How convenient. All problems can be blamed on the failure of a particular procurement route. No one of right mind, least of all anyone in the public sector, could possibly think that CM was an appropriate way of procuring a construction project.

But is that the message of Lord Fraser’s report? Not so, if you delve into the detail. The principal conclusions make it clear that the emphasis on early completion – which led to the rejection of a PFI/PPP route – inexorably led to the adoption of a “fast-track” procurement method. But the decision to “fast track” was taken without an adequate evaluation or understanding of the extent of risk involved and, indeed, without reference to ministers. Quite simply, Lord Fraser concludes, the implications of the choice of CM were not understood by the officials responsible for the project and therefore no risk-mitigation measures were put in place. Rather the reverse by the sound of things. Quality and programme were emphasised, cost took a back seat. The project sponsor understood the political environment, but not necessarily the construction process. Speed led to insufficient time being spent on planning and design phases. As the project sponsor succinctly put it, Enric Miralles, the architect, “did not work in straight lines”. Unforeseen demands for more space (some 17%) occurred; Historic Scotland’s intervention in Queensbury House led to delays and additional cost. Tighter security measures following 9/11 were imposed and so on.

Is anyone suggesting that any other procurement route would have resulted in price and programme certainty in these circumstances? Mr Pigott himself seems to be a fan of design-and-build contracting. Leaving aside arguments about design quality, is he suggesting that design and build accommodates this magnitude of change after “the employer’s requirements” are set? The conventional wisdom is that design and build is the least flexible of the various procurement routes in accommodating change.

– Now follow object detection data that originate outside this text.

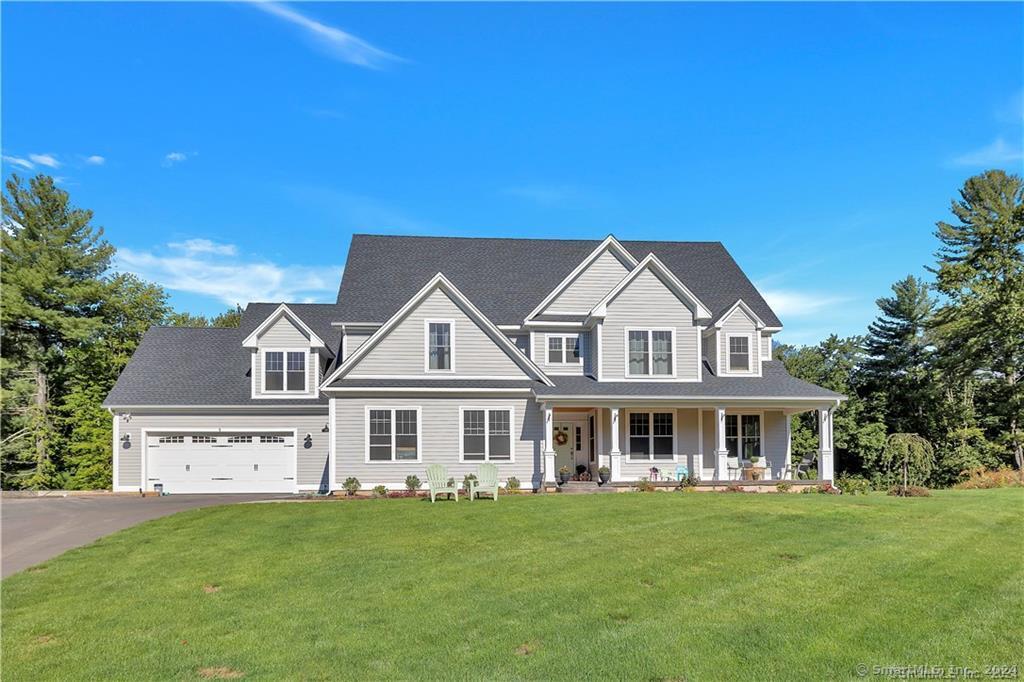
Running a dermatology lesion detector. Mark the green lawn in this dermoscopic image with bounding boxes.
[2,489,1024,680]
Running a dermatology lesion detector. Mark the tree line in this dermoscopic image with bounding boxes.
[0,170,1024,488]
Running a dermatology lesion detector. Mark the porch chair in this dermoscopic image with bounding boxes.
[469,464,498,502]
[427,464,458,502]
[782,454,815,480]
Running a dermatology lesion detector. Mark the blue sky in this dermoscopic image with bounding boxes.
[2,3,1024,343]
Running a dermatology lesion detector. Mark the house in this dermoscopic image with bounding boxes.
[104,235,844,493]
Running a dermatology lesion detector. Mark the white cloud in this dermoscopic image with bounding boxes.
[3,154,36,170]
[29,154,60,168]
[115,240,342,305]
[253,2,403,69]
[952,137,1024,166]
[167,239,239,256]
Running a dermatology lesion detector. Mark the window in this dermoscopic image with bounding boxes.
[426,321,453,372]
[367,408,420,462]
[263,350,306,393]
[548,334,580,365]
[626,329,676,377]
[725,415,761,461]
[462,408,512,462]
[630,412,676,460]
[729,336,751,372]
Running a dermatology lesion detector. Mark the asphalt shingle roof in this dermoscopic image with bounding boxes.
[338,235,781,327]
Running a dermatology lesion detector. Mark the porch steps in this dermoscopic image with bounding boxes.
[558,480,615,495]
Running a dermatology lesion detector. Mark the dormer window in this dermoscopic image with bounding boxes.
[425,319,455,372]
[729,336,751,372]
[263,350,307,393]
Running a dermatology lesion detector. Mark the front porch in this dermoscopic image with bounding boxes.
[542,398,836,489]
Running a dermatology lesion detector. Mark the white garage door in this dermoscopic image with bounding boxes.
[146,431,295,493]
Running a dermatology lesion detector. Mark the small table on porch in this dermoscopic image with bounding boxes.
[740,467,765,480]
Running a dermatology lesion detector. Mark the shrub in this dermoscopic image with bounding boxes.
[889,485,932,498]
[953,467,1024,491]
[836,475,871,495]
[633,476,655,493]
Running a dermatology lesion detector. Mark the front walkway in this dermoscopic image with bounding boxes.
[0,495,292,578]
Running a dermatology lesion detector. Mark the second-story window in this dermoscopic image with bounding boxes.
[626,329,676,377]
[427,322,452,372]
[548,334,580,365]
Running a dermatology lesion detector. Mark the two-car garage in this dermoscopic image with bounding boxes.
[144,430,296,494]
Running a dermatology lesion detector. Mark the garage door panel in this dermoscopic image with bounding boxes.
[146,431,295,493]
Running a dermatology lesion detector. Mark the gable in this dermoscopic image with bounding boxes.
[348,288,531,379]
[541,249,633,314]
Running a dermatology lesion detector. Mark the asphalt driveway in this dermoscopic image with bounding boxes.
[0,495,292,578]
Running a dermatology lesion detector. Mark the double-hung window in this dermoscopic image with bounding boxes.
[626,329,676,377]
[548,334,580,365]
[460,408,513,462]
[630,412,676,460]
[367,408,420,462]
[725,415,761,462]
[263,350,306,393]
[729,336,751,372]
[426,319,455,372]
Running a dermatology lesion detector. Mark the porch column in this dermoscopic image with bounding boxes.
[544,403,555,483]
[715,408,729,480]
[608,408,623,480]
[818,407,835,483]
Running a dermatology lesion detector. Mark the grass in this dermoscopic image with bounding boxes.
[2,489,1024,680]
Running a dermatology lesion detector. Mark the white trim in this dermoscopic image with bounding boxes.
[242,303,327,348]
[260,347,316,399]
[321,272,555,389]
[139,426,299,495]
[589,253,711,318]
[544,332,583,369]
[623,327,679,381]
[362,404,423,464]
[459,406,516,464]
[423,317,455,374]
[711,298,765,330]
[523,235,637,325]
[623,408,679,464]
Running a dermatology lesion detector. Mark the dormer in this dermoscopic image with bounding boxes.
[242,303,329,399]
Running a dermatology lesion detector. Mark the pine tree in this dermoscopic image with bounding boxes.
[933,170,1024,468]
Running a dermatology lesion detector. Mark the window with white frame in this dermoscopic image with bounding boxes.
[367,408,420,462]
[426,321,452,372]
[626,329,676,377]
[462,408,512,462]
[630,412,676,460]
[263,350,306,393]
[729,336,751,372]
[548,334,581,365]
[725,415,761,462]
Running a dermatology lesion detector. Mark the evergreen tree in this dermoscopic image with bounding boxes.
[933,170,1024,468]
[0,175,114,487]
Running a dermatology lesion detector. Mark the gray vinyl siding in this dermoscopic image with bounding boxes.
[115,408,330,488]
[333,396,544,488]
[601,269,699,381]
[542,250,630,312]
[719,308,761,376]
[349,289,527,378]
[534,328,597,377]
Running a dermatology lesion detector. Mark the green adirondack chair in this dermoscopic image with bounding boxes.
[469,464,498,502]
[427,464,458,502]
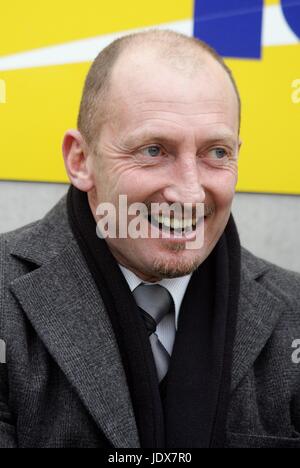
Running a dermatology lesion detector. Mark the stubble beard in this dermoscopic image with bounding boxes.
[153,244,201,278]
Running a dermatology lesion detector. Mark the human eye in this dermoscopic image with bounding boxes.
[209,148,229,161]
[140,145,162,158]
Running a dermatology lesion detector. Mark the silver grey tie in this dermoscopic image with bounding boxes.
[133,284,175,382]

The decision to ‘fast track’ was taken without adequate evaluation or understanding of the extent of risk involved

The inquiry itself notes that the possibility of moving to a guaranteed maximum price contract was considered at one stage and was quite properly dismissed – “the transfer of risk inherent in such a change, with the design of the east end of the site still at a relatively early stage, was likely to add several tens of millions of pounds to the overall cost.”

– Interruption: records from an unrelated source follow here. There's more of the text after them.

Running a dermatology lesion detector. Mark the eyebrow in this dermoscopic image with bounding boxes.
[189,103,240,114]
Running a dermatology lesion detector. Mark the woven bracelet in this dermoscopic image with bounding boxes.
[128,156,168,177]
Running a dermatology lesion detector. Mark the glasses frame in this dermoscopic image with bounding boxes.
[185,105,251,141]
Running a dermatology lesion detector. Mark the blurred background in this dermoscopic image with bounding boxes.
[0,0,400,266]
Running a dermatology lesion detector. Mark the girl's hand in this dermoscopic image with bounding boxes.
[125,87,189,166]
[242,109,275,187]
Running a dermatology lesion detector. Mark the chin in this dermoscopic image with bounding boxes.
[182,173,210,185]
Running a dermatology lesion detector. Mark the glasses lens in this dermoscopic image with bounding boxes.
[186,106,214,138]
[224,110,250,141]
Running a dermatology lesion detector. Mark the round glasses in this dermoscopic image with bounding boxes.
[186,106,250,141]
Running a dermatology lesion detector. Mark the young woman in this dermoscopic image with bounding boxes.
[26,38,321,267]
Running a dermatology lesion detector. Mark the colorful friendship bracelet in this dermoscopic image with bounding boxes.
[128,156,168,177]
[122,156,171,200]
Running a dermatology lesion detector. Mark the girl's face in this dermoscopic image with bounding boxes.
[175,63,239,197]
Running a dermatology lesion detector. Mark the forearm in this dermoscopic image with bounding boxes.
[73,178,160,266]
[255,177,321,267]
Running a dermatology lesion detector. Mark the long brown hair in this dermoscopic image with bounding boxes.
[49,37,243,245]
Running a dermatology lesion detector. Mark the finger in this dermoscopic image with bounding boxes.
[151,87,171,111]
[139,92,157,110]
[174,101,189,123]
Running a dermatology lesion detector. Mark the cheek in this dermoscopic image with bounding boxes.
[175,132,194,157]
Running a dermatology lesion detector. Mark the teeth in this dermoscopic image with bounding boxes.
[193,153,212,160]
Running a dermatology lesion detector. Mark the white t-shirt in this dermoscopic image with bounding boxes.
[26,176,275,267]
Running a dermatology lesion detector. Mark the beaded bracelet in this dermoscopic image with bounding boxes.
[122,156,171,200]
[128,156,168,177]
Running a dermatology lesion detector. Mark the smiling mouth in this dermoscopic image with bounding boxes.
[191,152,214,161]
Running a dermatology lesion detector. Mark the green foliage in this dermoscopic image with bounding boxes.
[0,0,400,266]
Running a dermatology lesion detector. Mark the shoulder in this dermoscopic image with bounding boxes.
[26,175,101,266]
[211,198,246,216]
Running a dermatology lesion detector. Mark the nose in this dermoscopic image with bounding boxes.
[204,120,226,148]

As to whether or not CM was the appropriate procurement route in the circumstances, Lord Fraser states that if the project’s objectives had been reviewed “I cannot speculate whether the requirement for an early completion date would have been revisited, enabling a less risky procurement method to be adopted”. Plainly the political pressure for a new building as soon as possible was intense. In those circumstances, no other route would assuredly have offered a better solution. Assuming speed remained the priority, most of us would conclude that construction management was the proper choice of procurement route and no other route would predictably have offered a better solution. But the client should be alive to the risks and manage the project accordingly.

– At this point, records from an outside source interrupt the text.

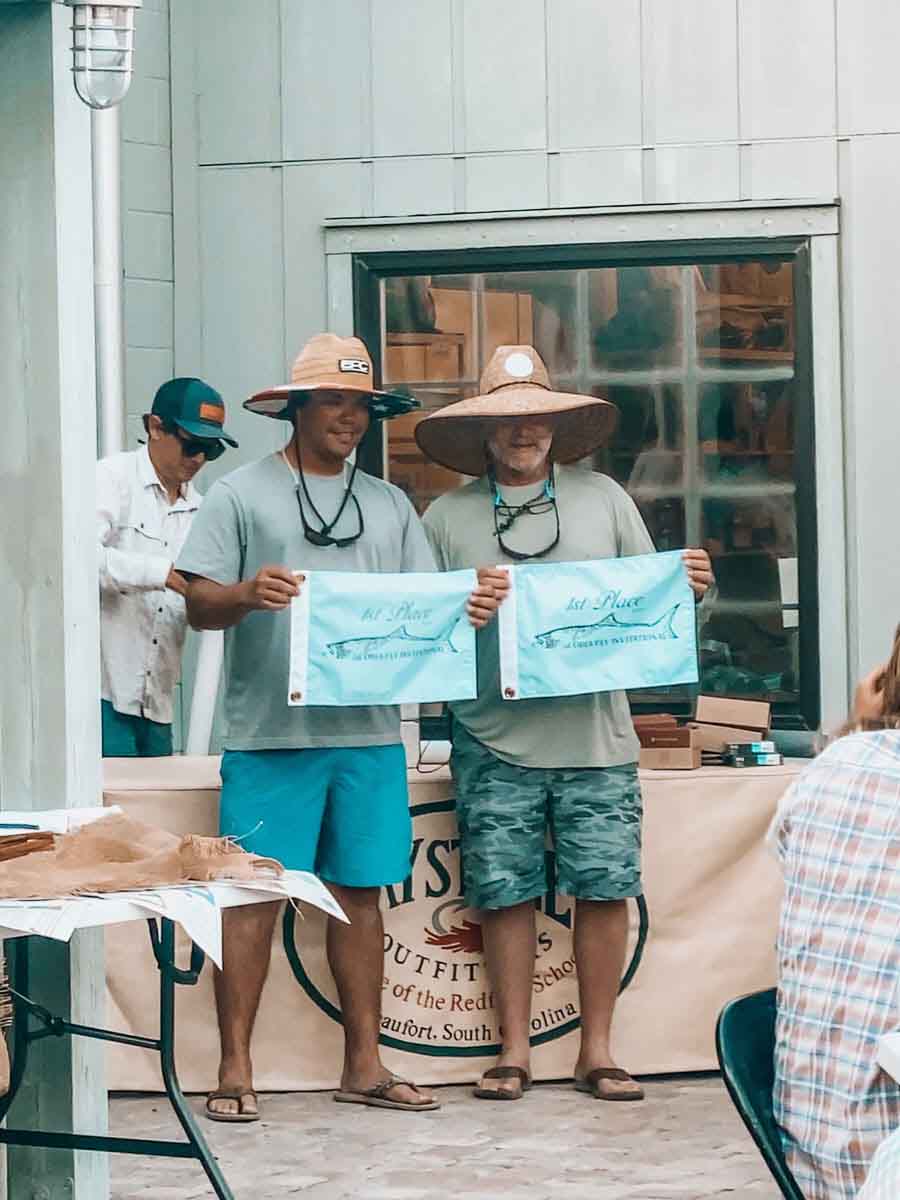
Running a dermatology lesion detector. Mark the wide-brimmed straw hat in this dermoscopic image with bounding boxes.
[244,334,420,421]
[415,346,619,475]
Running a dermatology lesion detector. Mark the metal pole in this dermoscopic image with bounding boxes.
[91,106,125,457]
[185,630,224,755]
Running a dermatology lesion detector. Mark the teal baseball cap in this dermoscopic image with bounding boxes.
[150,378,238,446]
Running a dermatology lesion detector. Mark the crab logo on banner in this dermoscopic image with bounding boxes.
[283,799,592,1057]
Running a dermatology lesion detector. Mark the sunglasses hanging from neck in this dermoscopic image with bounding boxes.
[487,462,559,563]
[281,450,366,550]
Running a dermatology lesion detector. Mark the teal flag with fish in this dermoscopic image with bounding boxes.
[498,551,698,701]
[288,571,478,706]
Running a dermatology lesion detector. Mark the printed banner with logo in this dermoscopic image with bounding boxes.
[288,571,476,706]
[498,551,698,700]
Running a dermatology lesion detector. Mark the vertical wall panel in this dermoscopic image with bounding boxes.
[644,145,740,204]
[466,154,547,212]
[122,212,174,282]
[372,0,454,155]
[643,0,738,142]
[745,138,838,200]
[200,167,284,453]
[192,0,281,162]
[373,158,454,216]
[281,0,367,160]
[125,346,175,417]
[134,0,169,79]
[284,162,365,396]
[838,0,900,133]
[550,0,641,149]
[460,0,547,151]
[841,134,900,671]
[557,150,642,209]
[121,72,172,146]
[739,0,835,138]
[122,142,172,212]
[125,280,172,350]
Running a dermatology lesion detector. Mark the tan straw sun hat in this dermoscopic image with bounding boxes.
[244,334,420,421]
[415,346,619,475]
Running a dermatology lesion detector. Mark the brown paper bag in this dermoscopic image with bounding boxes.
[0,812,283,899]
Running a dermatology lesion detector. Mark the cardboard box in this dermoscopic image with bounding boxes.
[689,696,772,751]
[637,746,701,770]
[637,725,696,750]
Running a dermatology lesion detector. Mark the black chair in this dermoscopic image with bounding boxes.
[715,988,805,1200]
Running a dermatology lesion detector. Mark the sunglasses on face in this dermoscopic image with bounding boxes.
[168,428,226,462]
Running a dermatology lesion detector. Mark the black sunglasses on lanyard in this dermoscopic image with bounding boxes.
[295,456,366,550]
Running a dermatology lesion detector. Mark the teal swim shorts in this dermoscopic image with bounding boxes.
[450,721,642,908]
[218,745,413,888]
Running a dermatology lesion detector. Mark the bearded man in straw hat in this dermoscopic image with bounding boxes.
[415,346,713,1100]
[179,334,502,1121]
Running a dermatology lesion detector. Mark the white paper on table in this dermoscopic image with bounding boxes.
[0,805,122,838]
[80,883,222,967]
[222,871,349,925]
[0,899,77,942]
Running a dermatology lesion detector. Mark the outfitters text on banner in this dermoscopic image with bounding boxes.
[499,551,698,700]
[288,571,478,706]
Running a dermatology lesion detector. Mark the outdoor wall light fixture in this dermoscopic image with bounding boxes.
[66,0,143,108]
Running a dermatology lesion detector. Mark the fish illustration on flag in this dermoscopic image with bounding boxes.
[498,551,698,701]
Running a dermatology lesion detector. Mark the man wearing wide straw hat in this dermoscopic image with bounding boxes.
[179,334,497,1121]
[415,346,713,1100]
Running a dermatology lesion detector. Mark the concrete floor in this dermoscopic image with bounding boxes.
[112,1079,778,1200]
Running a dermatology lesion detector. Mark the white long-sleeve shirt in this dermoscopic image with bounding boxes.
[97,446,200,724]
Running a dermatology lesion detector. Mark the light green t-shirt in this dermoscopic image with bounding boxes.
[422,467,654,767]
[178,455,434,750]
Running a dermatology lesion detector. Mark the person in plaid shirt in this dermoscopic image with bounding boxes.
[772,638,900,1200]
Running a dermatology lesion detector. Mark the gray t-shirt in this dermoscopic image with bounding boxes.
[422,467,654,767]
[178,455,434,750]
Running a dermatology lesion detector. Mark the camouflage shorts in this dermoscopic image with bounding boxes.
[450,721,642,908]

The lessons, inevitably, are far more subtle and complicated than the headlines would suggest: do a proper appraisal of the procurement options before making a decision and, having made a decision, put in place the appropriate risk management measures. As Lord Fraser says in his introduction, “There is no single villain of the piece. Rather there has been a series of systemic failures …”. Construction projects are complex. So are the keys to success.